Weeeeeel, I’m a treated depressive and there is no way I should have a gun, not because of the violence I would perpetrate on others but for what I’d do to myself. Too bad, too, because I LOVE guns. I still have my air guns, but they aren’t particularly powerful and it would be embarrassing to explain to the ER doctor what I was doing when I failed to kill myself.

“Speed holes. They make the head go faster.”

I can’t remember when I last read an OP and thought, “this guy is on to something”, and realized he wasn’t when I read the second post in the thread. :smack:

As an actual no-kidding dysthymic, I do not own a firearm for fear I would shoot myself in a funk. If diagnosed depressives (including me) were denied access to personal firearms–outside of time on duty in some kind of public service, such as being deputized for the* ad hoc* resistance against the Martians–I would be sanguine about it.
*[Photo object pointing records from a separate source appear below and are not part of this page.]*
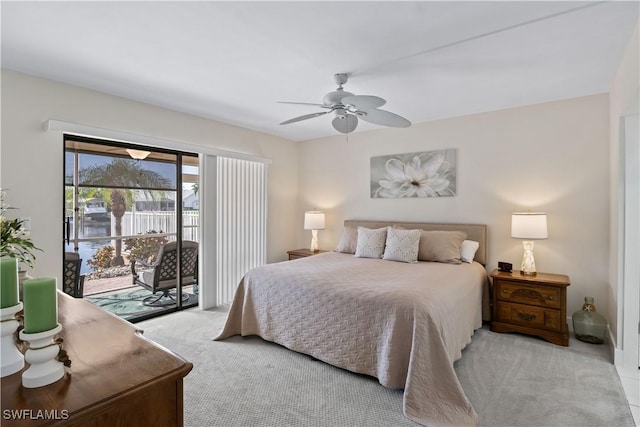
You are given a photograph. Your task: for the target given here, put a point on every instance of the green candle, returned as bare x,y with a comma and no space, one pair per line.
40,304
8,282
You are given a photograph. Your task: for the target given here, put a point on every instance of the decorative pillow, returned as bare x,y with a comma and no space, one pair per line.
371,242
468,250
441,246
402,245
348,241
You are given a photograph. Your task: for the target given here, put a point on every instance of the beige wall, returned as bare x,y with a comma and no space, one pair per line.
623,101
31,159
551,157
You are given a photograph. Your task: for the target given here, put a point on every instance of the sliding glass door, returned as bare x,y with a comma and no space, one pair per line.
131,215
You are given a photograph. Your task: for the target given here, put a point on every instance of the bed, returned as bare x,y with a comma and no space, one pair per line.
402,323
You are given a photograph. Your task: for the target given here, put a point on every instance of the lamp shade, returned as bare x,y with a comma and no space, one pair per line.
314,220
529,225
138,154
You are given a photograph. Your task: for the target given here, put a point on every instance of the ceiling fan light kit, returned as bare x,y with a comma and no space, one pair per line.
348,107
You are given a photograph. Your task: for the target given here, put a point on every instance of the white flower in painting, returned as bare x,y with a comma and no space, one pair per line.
426,175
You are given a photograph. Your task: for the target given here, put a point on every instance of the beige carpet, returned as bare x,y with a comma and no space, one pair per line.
511,380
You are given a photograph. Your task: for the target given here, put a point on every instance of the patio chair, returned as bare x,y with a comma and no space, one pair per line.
73,281
161,276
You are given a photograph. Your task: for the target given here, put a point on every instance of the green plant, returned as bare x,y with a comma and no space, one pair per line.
102,257
145,248
15,242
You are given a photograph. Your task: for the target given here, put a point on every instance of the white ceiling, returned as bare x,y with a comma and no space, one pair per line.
231,61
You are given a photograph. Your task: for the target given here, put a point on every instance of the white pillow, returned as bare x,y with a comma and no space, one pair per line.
402,245
348,241
468,250
371,242
441,246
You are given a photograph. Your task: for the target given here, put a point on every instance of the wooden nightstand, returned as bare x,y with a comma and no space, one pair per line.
534,305
301,253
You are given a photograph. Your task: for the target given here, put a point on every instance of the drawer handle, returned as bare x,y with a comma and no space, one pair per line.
526,317
527,294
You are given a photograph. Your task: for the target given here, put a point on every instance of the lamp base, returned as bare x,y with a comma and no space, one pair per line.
11,358
42,352
528,267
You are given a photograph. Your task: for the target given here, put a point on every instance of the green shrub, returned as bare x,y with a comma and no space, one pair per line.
102,257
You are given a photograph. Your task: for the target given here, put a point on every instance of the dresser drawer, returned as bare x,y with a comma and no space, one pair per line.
533,295
526,315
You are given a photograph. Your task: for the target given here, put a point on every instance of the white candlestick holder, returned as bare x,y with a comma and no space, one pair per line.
41,354
12,359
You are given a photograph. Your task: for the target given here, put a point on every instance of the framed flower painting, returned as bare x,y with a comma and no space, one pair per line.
423,174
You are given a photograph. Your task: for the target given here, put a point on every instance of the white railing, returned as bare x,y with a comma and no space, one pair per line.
141,222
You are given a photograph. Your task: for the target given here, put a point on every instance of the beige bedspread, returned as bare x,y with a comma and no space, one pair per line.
404,324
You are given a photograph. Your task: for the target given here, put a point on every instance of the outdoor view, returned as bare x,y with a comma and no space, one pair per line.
121,211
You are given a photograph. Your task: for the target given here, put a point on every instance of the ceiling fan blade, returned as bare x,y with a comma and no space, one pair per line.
304,103
345,124
305,117
364,101
385,118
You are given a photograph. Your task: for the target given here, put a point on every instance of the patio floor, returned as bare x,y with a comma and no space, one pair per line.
96,286
121,297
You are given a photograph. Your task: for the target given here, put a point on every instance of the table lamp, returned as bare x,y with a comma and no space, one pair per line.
528,226
314,221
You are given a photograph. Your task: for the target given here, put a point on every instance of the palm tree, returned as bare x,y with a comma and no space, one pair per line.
121,176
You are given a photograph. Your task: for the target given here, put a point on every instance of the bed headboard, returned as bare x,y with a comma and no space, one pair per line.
477,232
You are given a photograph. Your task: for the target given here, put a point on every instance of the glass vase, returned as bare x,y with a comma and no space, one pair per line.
589,325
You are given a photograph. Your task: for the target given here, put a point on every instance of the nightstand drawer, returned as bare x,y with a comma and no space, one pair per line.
533,295
527,315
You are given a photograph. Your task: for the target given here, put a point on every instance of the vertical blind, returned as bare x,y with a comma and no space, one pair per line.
241,226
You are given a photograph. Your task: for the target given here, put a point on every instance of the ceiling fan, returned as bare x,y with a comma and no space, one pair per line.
348,107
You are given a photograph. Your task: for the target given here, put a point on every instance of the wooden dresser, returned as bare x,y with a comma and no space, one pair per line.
301,253
117,377
534,305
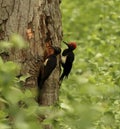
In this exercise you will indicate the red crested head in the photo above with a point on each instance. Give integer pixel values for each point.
(72, 45)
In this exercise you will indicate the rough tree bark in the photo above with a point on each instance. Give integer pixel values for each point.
(42, 19)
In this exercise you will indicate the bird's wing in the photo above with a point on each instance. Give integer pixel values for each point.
(49, 67)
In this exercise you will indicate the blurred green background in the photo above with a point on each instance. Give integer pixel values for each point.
(90, 97)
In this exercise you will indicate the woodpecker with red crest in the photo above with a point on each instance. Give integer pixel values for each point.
(49, 65)
(67, 59)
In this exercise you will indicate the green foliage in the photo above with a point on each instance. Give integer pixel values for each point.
(90, 97)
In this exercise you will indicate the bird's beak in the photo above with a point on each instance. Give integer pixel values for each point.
(65, 43)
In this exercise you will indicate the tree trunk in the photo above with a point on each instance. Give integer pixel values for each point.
(36, 21)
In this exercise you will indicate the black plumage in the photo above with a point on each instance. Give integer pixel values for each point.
(49, 65)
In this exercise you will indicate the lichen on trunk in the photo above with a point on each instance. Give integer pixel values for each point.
(36, 21)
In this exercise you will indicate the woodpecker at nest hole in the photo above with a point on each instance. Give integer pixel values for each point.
(48, 65)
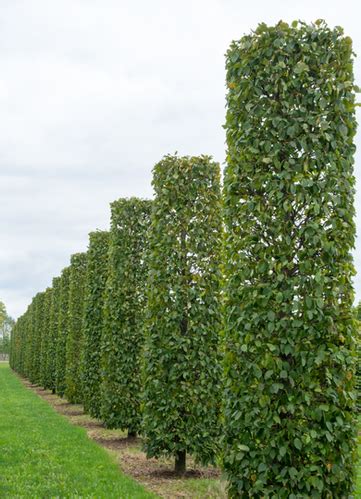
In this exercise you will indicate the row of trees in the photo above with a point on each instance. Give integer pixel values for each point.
(131, 328)
(222, 324)
(6, 324)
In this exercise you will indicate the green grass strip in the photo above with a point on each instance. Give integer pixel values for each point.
(42, 455)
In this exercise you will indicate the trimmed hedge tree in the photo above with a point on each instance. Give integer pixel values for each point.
(123, 334)
(97, 273)
(182, 360)
(74, 340)
(36, 339)
(53, 334)
(288, 196)
(62, 331)
(45, 340)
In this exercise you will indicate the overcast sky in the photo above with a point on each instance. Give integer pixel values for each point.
(93, 93)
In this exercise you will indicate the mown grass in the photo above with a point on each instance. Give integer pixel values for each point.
(43, 455)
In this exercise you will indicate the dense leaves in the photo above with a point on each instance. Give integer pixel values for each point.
(63, 328)
(123, 332)
(182, 369)
(288, 196)
(45, 375)
(74, 339)
(96, 278)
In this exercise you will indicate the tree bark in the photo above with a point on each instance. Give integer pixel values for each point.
(180, 462)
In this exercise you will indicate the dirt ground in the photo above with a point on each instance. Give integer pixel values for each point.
(156, 475)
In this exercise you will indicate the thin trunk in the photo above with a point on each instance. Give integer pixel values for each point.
(180, 462)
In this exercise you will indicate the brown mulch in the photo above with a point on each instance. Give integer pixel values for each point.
(155, 474)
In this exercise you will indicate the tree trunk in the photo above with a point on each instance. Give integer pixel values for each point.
(180, 462)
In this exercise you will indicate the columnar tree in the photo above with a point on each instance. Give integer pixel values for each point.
(74, 341)
(27, 328)
(123, 334)
(45, 340)
(182, 368)
(288, 197)
(53, 334)
(36, 338)
(97, 272)
(62, 331)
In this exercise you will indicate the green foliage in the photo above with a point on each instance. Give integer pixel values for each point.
(63, 324)
(45, 340)
(53, 334)
(34, 353)
(74, 340)
(288, 196)
(6, 325)
(123, 333)
(97, 273)
(357, 312)
(182, 368)
(43, 455)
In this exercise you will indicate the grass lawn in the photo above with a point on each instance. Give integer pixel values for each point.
(43, 455)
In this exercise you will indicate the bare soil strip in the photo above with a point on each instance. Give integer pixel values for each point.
(155, 474)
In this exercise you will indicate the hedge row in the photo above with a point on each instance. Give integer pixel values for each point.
(289, 213)
(96, 278)
(125, 299)
(247, 351)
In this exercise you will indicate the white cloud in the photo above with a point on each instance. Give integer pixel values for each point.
(93, 93)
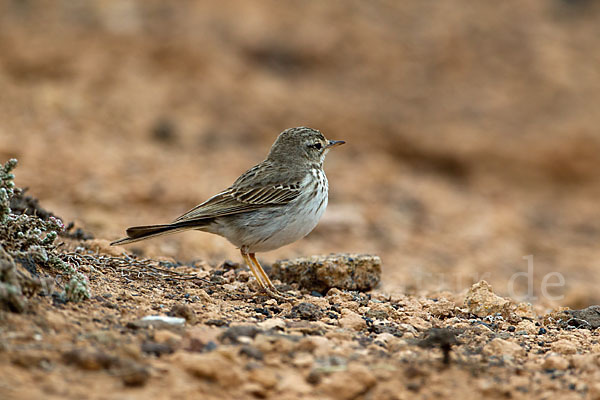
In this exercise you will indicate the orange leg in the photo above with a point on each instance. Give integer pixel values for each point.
(262, 272)
(253, 269)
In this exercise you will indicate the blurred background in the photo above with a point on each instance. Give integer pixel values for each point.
(471, 127)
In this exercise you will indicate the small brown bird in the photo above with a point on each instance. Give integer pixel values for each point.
(269, 206)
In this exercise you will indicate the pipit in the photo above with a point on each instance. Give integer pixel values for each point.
(269, 206)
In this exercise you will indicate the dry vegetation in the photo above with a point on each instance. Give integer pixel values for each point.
(472, 142)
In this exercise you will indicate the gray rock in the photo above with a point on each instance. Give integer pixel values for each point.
(360, 272)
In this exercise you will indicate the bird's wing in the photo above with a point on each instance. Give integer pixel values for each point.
(253, 190)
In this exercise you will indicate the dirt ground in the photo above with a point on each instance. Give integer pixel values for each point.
(472, 153)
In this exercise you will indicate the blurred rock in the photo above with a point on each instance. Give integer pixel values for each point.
(360, 272)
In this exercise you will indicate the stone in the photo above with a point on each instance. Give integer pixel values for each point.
(349, 384)
(586, 318)
(482, 301)
(360, 272)
(157, 322)
(554, 361)
(500, 347)
(307, 311)
(272, 324)
(165, 336)
(235, 334)
(184, 311)
(351, 320)
(213, 367)
(563, 346)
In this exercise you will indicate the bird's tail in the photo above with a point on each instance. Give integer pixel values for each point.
(137, 233)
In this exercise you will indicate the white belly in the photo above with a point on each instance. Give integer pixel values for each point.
(273, 227)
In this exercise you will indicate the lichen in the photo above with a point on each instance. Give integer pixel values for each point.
(27, 247)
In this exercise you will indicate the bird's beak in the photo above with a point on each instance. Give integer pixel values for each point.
(335, 143)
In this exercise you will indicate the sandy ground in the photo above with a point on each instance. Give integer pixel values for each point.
(472, 153)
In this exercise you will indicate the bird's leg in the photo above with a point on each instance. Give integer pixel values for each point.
(262, 272)
(270, 288)
(252, 269)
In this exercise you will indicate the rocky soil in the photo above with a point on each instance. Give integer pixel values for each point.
(470, 164)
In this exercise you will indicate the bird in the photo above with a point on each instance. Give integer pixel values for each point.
(275, 203)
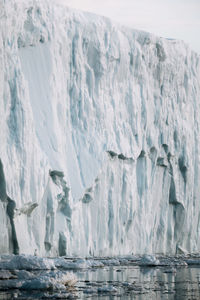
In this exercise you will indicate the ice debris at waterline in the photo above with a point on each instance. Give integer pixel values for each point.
(28, 276)
(99, 136)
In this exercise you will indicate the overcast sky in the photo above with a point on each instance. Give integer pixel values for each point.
(168, 18)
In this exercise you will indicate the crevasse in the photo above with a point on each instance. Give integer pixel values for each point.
(99, 136)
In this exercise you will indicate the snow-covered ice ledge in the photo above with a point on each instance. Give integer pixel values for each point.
(99, 136)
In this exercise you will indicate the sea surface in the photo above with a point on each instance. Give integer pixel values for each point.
(108, 278)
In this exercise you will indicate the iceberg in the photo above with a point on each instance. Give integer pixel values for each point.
(100, 126)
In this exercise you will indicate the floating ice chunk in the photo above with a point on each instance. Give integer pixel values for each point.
(27, 262)
(149, 260)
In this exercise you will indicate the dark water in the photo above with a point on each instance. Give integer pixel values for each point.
(125, 282)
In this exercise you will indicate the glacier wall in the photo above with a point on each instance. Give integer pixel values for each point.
(99, 136)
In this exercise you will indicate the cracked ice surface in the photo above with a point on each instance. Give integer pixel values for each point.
(99, 136)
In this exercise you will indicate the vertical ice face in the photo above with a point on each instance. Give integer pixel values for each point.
(99, 136)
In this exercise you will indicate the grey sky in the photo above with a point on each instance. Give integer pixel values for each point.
(168, 18)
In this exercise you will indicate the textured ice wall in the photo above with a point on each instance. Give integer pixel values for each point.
(99, 136)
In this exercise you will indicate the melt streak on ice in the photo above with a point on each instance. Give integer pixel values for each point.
(99, 131)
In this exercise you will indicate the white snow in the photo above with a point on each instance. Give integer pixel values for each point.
(117, 111)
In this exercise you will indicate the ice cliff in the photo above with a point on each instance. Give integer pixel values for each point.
(99, 133)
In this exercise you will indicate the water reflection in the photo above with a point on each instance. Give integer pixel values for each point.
(133, 282)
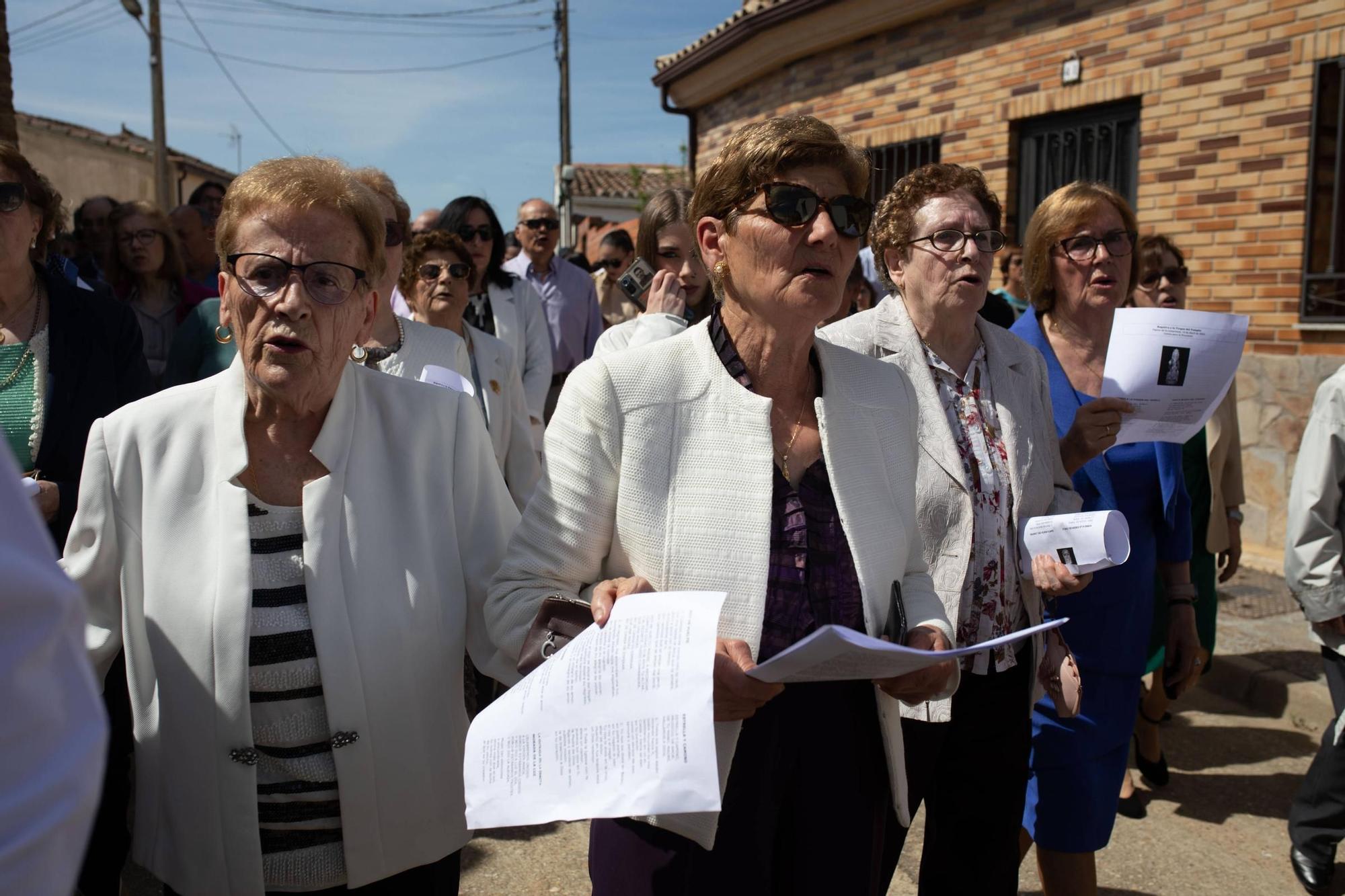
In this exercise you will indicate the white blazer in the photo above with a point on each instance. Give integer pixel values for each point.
(660, 464)
(506, 415)
(521, 322)
(1038, 477)
(397, 557)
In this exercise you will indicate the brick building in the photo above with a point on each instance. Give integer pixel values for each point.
(1210, 116)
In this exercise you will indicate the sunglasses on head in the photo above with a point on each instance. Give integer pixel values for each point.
(794, 205)
(11, 196)
(431, 271)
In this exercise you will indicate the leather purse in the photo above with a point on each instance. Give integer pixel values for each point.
(559, 622)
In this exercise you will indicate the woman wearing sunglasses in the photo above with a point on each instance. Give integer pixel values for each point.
(988, 460)
(744, 456)
(295, 555)
(502, 304)
(1079, 264)
(1214, 470)
(435, 279)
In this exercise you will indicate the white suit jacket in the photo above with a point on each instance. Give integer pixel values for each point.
(660, 464)
(1038, 477)
(397, 556)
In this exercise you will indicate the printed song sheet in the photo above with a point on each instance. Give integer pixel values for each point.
(1083, 542)
(836, 653)
(618, 723)
(1174, 366)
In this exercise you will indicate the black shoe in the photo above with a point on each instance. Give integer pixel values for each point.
(1316, 879)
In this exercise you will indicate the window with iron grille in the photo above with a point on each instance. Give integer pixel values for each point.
(1094, 143)
(1324, 244)
(896, 161)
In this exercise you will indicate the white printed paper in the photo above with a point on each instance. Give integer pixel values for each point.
(618, 723)
(1083, 542)
(1174, 366)
(837, 653)
(447, 378)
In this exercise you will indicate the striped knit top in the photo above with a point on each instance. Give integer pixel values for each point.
(298, 805)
But is that the right answer? I don’t know.

Not all depressives are suicidal, though. And you are more a testament that even sometimes-suicidal depressives can handle banning guns for themselves. We need to see if there is a need for additional regulations.

The best I could see some sort of ban working out is if there could be some procedure for a family member or psychologist to file for a revocation of a gun permit, requiring them to prove past history of violence or self-harming behaviors. And the ban would be time limited and have to be reaffirmed based on subsequent behavior.

Also, concealed carry exists partly because people are more scared of people who brandish guns than those who don’t. So taking away concealed carry is a horrible idea if you hold that it has any value at all.

That seems an awful low bar to use when denying someone a constitutional right.